Approach

Antibiotics are the mainstay of treatment for acute prostatitis, with the most common choice being a fluoroquinolone.[7][12][41][42]​ ​The choice of antibiotics and duration of treatment are influenced by: the severity of the patient's symptoms; the risk of developing complications or having treatment failure; previous urine culture and susceptibility results; previous antibiotic use, which may have led to resistant bacteria; local resistance patterns and specific host factors (such as allergies).[12][42][43]​​ Initial empiric therapy should be tailored once urine culture results are available based on the causative organism identified and susceptibility, using a narrow spectrum wherever possible.[12][42]

General approach

Treat patients with acute prostatitis presenting with symptoms and signs of sepsis with parenteral antibiotics, guided by susceptibilities when available: a broad-spectrum penicillin, a third-generation cephalosporin, or a fluoroquinolone.[12][26][42][Evidence C]​ Any of these may be combined with an aminoglycoside if the patient is critically ill. As the patient improves, discontinue parenteral treatment and replace with an oral antibiotic. Treatment should continue for a total of 2 to 4 weeks.[12][26][42]​ See  Sepsis in adults.

Offer an oral antibiotic to patients with less severe acute bacterial prostatitis without signs of sepsis. The recommended first-line treatment option is a fluoroquinolone.[12][26][42][Evidence C]

Trimethoprim/sulfamethoxazole (or trimethoprim alone) is a secondary option; however, Escherichia coli - the most common causative pathogen - may be resistant to this drug in some areas.[26][27][42]​ Treatment should generally continue for 2 to 4 weeks.[12][26]

Acute bacterial prostatitis is a complicated urogenital infection and, as such, treatment with fluoroquinolones is indicated.

Systemic fluoroquinolone antibiotics may cause serious, disabling, and potentially long-lasting or irreversible adverse events. This includes, but is not limited to: tendinopathy/tendon rupture; peripheral neuropathy; arthropathy/arthralgia; aortic aneurysm and dissection; heart valve regurgitation; dysglycemia; and central nervous system effects including seizures, depression, psychosis, and suicidal thoughts and behavior.[44]

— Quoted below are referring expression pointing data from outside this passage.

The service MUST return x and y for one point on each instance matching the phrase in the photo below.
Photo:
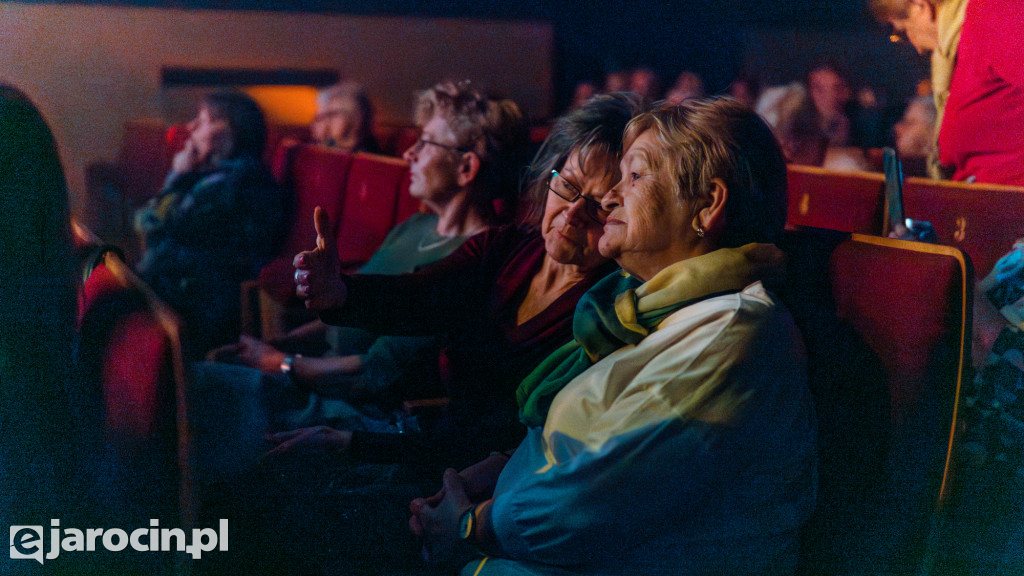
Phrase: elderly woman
(286, 389)
(505, 298)
(219, 217)
(344, 118)
(675, 435)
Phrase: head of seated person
(344, 118)
(574, 167)
(468, 155)
(227, 126)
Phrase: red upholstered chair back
(983, 220)
(371, 205)
(885, 474)
(840, 201)
(99, 282)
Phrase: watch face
(466, 525)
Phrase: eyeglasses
(421, 141)
(570, 193)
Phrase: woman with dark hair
(38, 436)
(219, 217)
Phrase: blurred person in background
(914, 135)
(688, 85)
(218, 219)
(344, 118)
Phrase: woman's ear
(711, 218)
(469, 167)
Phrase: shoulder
(417, 223)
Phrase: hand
(186, 159)
(317, 440)
(317, 272)
(436, 520)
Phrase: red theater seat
(840, 201)
(131, 354)
(371, 205)
(983, 220)
(888, 412)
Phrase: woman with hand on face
(675, 435)
(504, 299)
(219, 217)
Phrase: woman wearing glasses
(308, 388)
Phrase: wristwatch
(467, 523)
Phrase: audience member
(656, 439)
(344, 118)
(583, 92)
(982, 130)
(506, 296)
(930, 26)
(743, 90)
(374, 372)
(219, 217)
(645, 83)
(41, 434)
(914, 135)
(688, 85)
(795, 123)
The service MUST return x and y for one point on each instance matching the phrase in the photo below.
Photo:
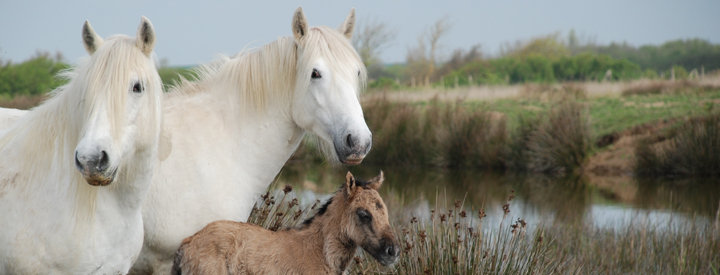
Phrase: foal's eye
(138, 88)
(315, 74)
(364, 216)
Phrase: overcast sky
(195, 32)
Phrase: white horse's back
(227, 135)
(100, 129)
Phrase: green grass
(615, 114)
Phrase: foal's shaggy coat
(324, 244)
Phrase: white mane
(46, 137)
(250, 73)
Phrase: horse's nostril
(77, 162)
(103, 162)
(349, 141)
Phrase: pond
(537, 199)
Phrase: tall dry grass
(461, 241)
(693, 149)
(560, 142)
(458, 135)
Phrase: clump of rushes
(561, 142)
(693, 150)
(434, 134)
(460, 241)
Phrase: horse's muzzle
(95, 168)
(352, 150)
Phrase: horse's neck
(325, 233)
(45, 139)
(251, 108)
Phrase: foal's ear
(347, 27)
(299, 24)
(145, 39)
(350, 184)
(376, 182)
(91, 40)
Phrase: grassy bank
(692, 148)
(551, 129)
(461, 241)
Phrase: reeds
(692, 150)
(458, 240)
(458, 135)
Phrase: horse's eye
(138, 88)
(315, 74)
(364, 216)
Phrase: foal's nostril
(348, 140)
(390, 250)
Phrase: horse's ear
(146, 36)
(347, 27)
(349, 184)
(91, 40)
(376, 182)
(299, 24)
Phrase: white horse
(227, 135)
(75, 170)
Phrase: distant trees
(690, 54)
(422, 59)
(36, 76)
(369, 40)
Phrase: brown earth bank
(611, 168)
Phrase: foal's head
(364, 218)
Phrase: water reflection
(414, 192)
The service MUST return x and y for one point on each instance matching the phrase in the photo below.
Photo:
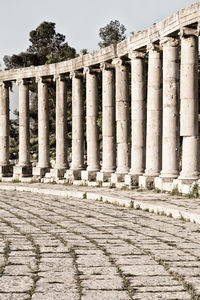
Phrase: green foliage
(46, 47)
(112, 33)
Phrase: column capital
(187, 32)
(22, 81)
(171, 41)
(119, 62)
(6, 84)
(154, 47)
(41, 79)
(136, 54)
(76, 74)
(61, 77)
(90, 70)
(106, 66)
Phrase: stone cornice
(170, 26)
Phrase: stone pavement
(67, 247)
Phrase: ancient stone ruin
(143, 149)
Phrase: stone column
(43, 129)
(5, 168)
(23, 169)
(77, 122)
(61, 128)
(154, 118)
(171, 135)
(122, 120)
(108, 123)
(189, 105)
(77, 128)
(138, 117)
(93, 165)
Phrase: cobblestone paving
(77, 249)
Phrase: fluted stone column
(108, 123)
(189, 106)
(43, 129)
(77, 128)
(93, 164)
(61, 128)
(23, 168)
(138, 117)
(5, 168)
(171, 134)
(122, 120)
(154, 117)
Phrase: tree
(112, 33)
(46, 47)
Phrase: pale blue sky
(78, 20)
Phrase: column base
(131, 180)
(6, 171)
(164, 183)
(184, 186)
(40, 171)
(72, 175)
(22, 171)
(117, 178)
(88, 175)
(189, 176)
(146, 182)
(57, 173)
(103, 176)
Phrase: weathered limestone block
(189, 106)
(4, 124)
(154, 113)
(91, 123)
(23, 168)
(122, 100)
(61, 124)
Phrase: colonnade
(141, 137)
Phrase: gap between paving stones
(121, 200)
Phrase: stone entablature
(141, 142)
(170, 26)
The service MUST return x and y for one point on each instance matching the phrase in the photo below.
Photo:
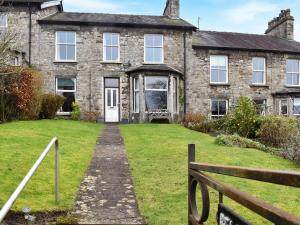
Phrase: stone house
(137, 68)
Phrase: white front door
(111, 105)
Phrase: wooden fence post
(191, 158)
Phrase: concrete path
(106, 194)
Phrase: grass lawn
(21, 143)
(158, 158)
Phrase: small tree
(243, 119)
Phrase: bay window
(218, 108)
(297, 106)
(218, 69)
(66, 87)
(292, 72)
(111, 47)
(153, 52)
(156, 93)
(65, 46)
(136, 95)
(258, 70)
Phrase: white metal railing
(7, 206)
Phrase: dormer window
(3, 21)
(154, 50)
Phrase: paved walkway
(106, 193)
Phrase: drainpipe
(184, 72)
(30, 28)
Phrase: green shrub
(75, 114)
(51, 103)
(197, 122)
(243, 119)
(278, 131)
(241, 142)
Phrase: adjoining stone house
(135, 68)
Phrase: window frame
(162, 48)
(287, 106)
(135, 91)
(6, 20)
(298, 73)
(158, 90)
(104, 46)
(264, 71)
(69, 91)
(294, 106)
(218, 116)
(210, 69)
(57, 44)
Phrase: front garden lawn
(158, 158)
(21, 143)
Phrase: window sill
(292, 86)
(63, 113)
(259, 85)
(108, 62)
(219, 84)
(70, 61)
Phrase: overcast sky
(247, 16)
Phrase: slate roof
(240, 41)
(72, 18)
(154, 68)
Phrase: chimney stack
(172, 9)
(282, 26)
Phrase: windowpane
(154, 48)
(66, 45)
(156, 82)
(218, 65)
(65, 84)
(258, 63)
(3, 20)
(111, 82)
(283, 107)
(293, 66)
(71, 52)
(156, 100)
(297, 106)
(62, 51)
(61, 37)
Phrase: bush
(20, 93)
(243, 119)
(241, 142)
(197, 122)
(51, 103)
(75, 114)
(278, 131)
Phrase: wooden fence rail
(225, 215)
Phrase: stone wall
(200, 91)
(90, 69)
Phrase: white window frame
(69, 91)
(135, 90)
(264, 71)
(280, 107)
(6, 21)
(161, 47)
(210, 68)
(56, 47)
(104, 48)
(294, 107)
(218, 116)
(161, 90)
(293, 85)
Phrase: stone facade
(200, 91)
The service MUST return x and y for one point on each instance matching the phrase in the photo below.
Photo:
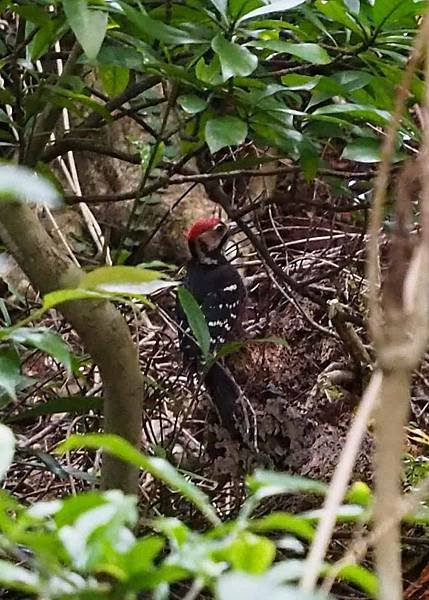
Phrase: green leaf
(157, 30)
(45, 340)
(209, 73)
(281, 521)
(123, 279)
(221, 6)
(157, 467)
(192, 104)
(235, 60)
(271, 7)
(62, 404)
(312, 53)
(10, 370)
(88, 25)
(250, 553)
(267, 483)
(336, 11)
(114, 78)
(23, 185)
(196, 319)
(18, 578)
(7, 450)
(360, 111)
(53, 299)
(225, 131)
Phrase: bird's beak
(232, 228)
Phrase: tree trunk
(101, 327)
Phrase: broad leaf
(192, 104)
(272, 7)
(88, 25)
(43, 339)
(7, 449)
(10, 370)
(225, 131)
(23, 185)
(235, 60)
(125, 280)
(196, 319)
(312, 53)
(114, 78)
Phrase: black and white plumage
(219, 290)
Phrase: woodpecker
(219, 290)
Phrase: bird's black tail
(232, 406)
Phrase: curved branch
(101, 327)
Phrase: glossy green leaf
(114, 78)
(312, 53)
(196, 319)
(20, 184)
(43, 339)
(336, 10)
(192, 104)
(272, 7)
(157, 30)
(123, 279)
(250, 553)
(7, 450)
(221, 132)
(367, 113)
(88, 25)
(10, 370)
(17, 578)
(234, 59)
(157, 467)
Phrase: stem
(391, 418)
(101, 327)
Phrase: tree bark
(100, 326)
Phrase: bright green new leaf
(221, 132)
(250, 553)
(18, 578)
(114, 78)
(235, 60)
(20, 184)
(272, 7)
(196, 319)
(192, 104)
(43, 339)
(88, 25)
(312, 53)
(122, 279)
(10, 370)
(7, 449)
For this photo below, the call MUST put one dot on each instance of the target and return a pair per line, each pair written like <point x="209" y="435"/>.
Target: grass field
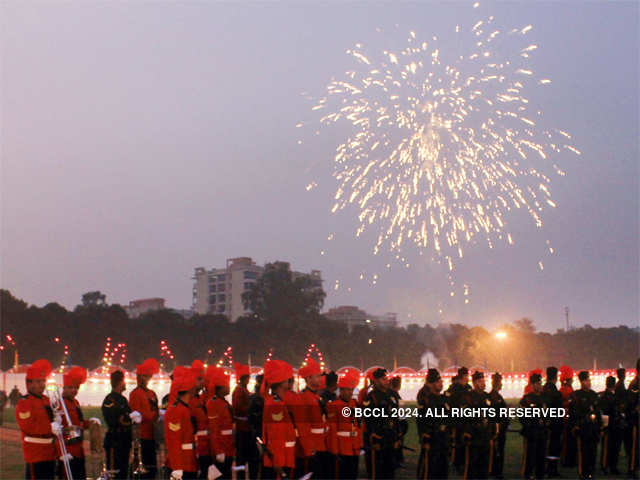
<point x="12" y="465"/>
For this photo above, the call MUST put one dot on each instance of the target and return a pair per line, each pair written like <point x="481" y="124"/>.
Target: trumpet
<point x="57" y="405"/>
<point x="140" y="469"/>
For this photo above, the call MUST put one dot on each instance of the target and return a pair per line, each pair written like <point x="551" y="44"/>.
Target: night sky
<point x="141" y="141"/>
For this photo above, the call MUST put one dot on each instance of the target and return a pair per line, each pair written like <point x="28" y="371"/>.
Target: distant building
<point x="353" y="316"/>
<point x="220" y="290"/>
<point x="144" y="305"/>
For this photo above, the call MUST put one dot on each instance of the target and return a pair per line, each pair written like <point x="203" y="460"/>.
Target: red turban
<point x="311" y="368"/>
<point x="219" y="378"/>
<point x="40" y="369"/>
<point x="276" y="371"/>
<point x="349" y="379"/>
<point x="197" y="368"/>
<point x="149" y="367"/>
<point x="241" y="370"/>
<point x="566" y="373"/>
<point x="74" y="377"/>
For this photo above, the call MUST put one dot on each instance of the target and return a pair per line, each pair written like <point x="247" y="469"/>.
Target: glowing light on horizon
<point x="445" y="144"/>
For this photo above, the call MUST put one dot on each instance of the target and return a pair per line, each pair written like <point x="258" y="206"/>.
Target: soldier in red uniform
<point x="311" y="455"/>
<point x="345" y="434"/>
<point x="179" y="433"/>
<point x="221" y="423"/>
<point x="197" y="405"/>
<point x="71" y="383"/>
<point x="37" y="424"/>
<point x="569" y="442"/>
<point x="278" y="433"/>
<point x="145" y="401"/>
<point x="240" y="404"/>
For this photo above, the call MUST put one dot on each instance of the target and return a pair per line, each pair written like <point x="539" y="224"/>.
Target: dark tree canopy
<point x="287" y="320"/>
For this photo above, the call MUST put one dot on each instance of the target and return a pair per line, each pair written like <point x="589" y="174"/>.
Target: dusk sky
<point x="142" y="140"/>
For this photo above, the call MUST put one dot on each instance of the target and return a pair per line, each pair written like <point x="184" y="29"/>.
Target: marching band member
<point x="119" y="417"/>
<point x="71" y="383"/>
<point x="145" y="401"/>
<point x="179" y="433"/>
<point x="221" y="423"/>
<point x="240" y="404"/>
<point x="37" y="424"/>
<point x="345" y="435"/>
<point x="197" y="405"/>
<point x="279" y="436"/>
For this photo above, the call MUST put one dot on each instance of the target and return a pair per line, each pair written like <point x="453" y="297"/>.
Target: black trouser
<point x="255" y="468"/>
<point x="78" y="470"/>
<point x="40" y="470"/>
<point x="243" y="446"/>
<point x="347" y="467"/>
<point x="498" y="454"/>
<point x="535" y="453"/>
<point x="569" y="449"/>
<point x="324" y="465"/>
<point x="117" y="458"/>
<point x="554" y="447"/>
<point x="225" y="467"/>
<point x="610" y="451"/>
<point x="269" y="473"/>
<point x="149" y="458"/>
<point x="382" y="462"/>
<point x="204" y="461"/>
<point x="459" y="454"/>
<point x="588" y="451"/>
<point x="438" y="466"/>
<point x="478" y="461"/>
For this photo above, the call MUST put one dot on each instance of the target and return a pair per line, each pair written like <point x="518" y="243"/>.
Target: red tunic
<point x="240" y="404"/>
<point x="199" y="412"/>
<point x="179" y="436"/>
<point x="34" y="417"/>
<point x="220" y="427"/>
<point x="75" y="414"/>
<point x="145" y="401"/>
<point x="310" y="423"/>
<point x="345" y="435"/>
<point x="278" y="434"/>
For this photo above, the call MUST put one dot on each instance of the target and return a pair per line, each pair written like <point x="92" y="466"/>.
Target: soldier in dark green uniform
<point x="632" y="415"/>
<point x="432" y="429"/>
<point x="611" y="422"/>
<point x="383" y="432"/>
<point x="117" y="441"/>
<point x="553" y="399"/>
<point x="457" y="398"/>
<point x="478" y="431"/>
<point x="534" y="431"/>
<point x="501" y="426"/>
<point x="586" y="421"/>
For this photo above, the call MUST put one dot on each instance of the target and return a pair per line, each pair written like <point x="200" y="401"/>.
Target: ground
<point x="12" y="465"/>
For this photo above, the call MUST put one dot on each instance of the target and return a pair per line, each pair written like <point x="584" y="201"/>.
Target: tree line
<point x="286" y="321"/>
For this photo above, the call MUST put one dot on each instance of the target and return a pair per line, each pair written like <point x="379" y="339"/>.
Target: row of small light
<point x="226" y="356"/>
<point x="313" y="348"/>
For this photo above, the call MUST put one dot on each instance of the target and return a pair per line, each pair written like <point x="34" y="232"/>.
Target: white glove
<point x="135" y="416"/>
<point x="213" y="472"/>
<point x="56" y="428"/>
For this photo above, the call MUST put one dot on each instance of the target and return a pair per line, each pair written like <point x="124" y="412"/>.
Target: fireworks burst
<point x="444" y="142"/>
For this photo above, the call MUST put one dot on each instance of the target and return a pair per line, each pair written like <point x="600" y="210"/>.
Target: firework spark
<point x="444" y="142"/>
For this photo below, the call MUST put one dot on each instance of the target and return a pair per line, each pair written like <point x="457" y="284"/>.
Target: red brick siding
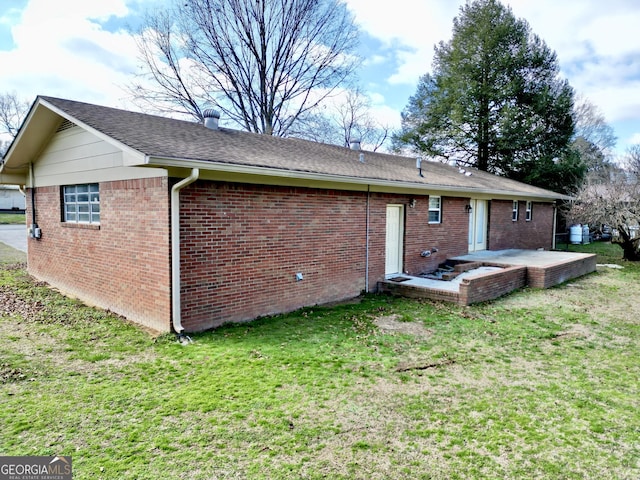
<point x="242" y="246"/>
<point x="450" y="237"/>
<point x="124" y="265"/>
<point x="504" y="233"/>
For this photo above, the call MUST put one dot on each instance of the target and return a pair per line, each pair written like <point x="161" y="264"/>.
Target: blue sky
<point x="80" y="49"/>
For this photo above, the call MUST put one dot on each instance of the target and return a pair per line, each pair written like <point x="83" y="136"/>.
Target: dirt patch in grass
<point x="601" y="295"/>
<point x="392" y="324"/>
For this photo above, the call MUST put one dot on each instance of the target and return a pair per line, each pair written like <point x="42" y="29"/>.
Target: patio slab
<point x="536" y="268"/>
<point x="538" y="258"/>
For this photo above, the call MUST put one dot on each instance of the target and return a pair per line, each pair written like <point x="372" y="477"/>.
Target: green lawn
<point x="539" y="384"/>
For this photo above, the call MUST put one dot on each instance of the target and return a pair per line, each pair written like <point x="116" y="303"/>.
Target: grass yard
<point x="540" y="384"/>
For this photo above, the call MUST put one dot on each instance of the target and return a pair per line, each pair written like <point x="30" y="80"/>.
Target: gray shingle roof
<point x="167" y="138"/>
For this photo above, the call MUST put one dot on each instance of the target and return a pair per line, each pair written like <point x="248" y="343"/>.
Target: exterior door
<point x="395" y="234"/>
<point x="478" y="220"/>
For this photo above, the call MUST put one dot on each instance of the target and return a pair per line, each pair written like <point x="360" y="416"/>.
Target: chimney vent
<point x="211" y="118"/>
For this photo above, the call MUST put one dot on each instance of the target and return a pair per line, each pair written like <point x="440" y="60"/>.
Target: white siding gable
<point x="75" y="155"/>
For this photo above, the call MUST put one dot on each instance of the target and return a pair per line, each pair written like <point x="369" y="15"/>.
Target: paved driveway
<point x="15" y="236"/>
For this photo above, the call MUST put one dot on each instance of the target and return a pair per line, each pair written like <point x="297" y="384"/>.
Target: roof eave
<point x="343" y="179"/>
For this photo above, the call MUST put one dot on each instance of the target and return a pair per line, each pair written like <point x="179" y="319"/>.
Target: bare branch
<point x="263" y="63"/>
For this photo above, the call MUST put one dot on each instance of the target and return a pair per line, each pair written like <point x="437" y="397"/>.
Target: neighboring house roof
<point x="167" y="142"/>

  • Prescribing restrictions apply to the use of fluoroquinolones, and these restrictions may vary between countries. In general, fluoroquinolones should be restricted for use in serious, life-threatening bacterial infections only. Some regulatory agencies may also recommend that they must only be used in situations where other antibiotics, that are commonly recommended for the infection, are inappropriate (e.g., resistance, contraindications, treatment failure, unavailability).

  • Consult your local guidelines and drug information source for more information on suitability, contraindications, and precautions.

With urinary obstruction

Consider catheterization in patients with difficulty voiding; approximately 10% of men with acute bacterial prostatitis experience urinary retention.[12] Insertion of a suprapubic catheter has been recommended in the past because it was thought that the presence of a catheter in the urethra might obstruct the urethral ducts, increasing the risk of a prostatic abscess. However, most patients require only a brief period of catheterization, and a urethral catheter is acceptable.

In patients with chronic prostatitis, the use of a concomitant alpha-blocker is known to help with symptoms of prostatitis.[45] Urodynamic studies in patients with prostatitis have shown increased urethral closing pressure.[46] The use of an alpha-blocker is still debated for the treatment of acute prostatitis with obstructive symptoms; however, longer periods of treatment have shown greater benefit in alpha-blocker naive patients.[41]

With pelvic and perineal pain

Give nonsteroidal anti-inflammatory drugs (NSAIDs) to relieve pain, reduce inflammation, and alleviate smooth muscle (bladder) spasm.

With prostatic abscess

Rarely, a prostatic abscess may develop. Treat with intravenous antibiotic therapy; surgical intervention may also be required. Aspiration of pus with culture and sensitivity may guide choice of agent. Aspiration may be achieved through transrectal or perineal aspiration, which may be performed under ultrasound guidance. Agree the antibiotic regimen in consultation with an infectious disease specialist.

Endoscopic intervention using a Collins knife may be used to “uncap” the abscess. Transurethral resection of the prostate and cavity drainage may be necessary in patients with signs of sepsis.[37]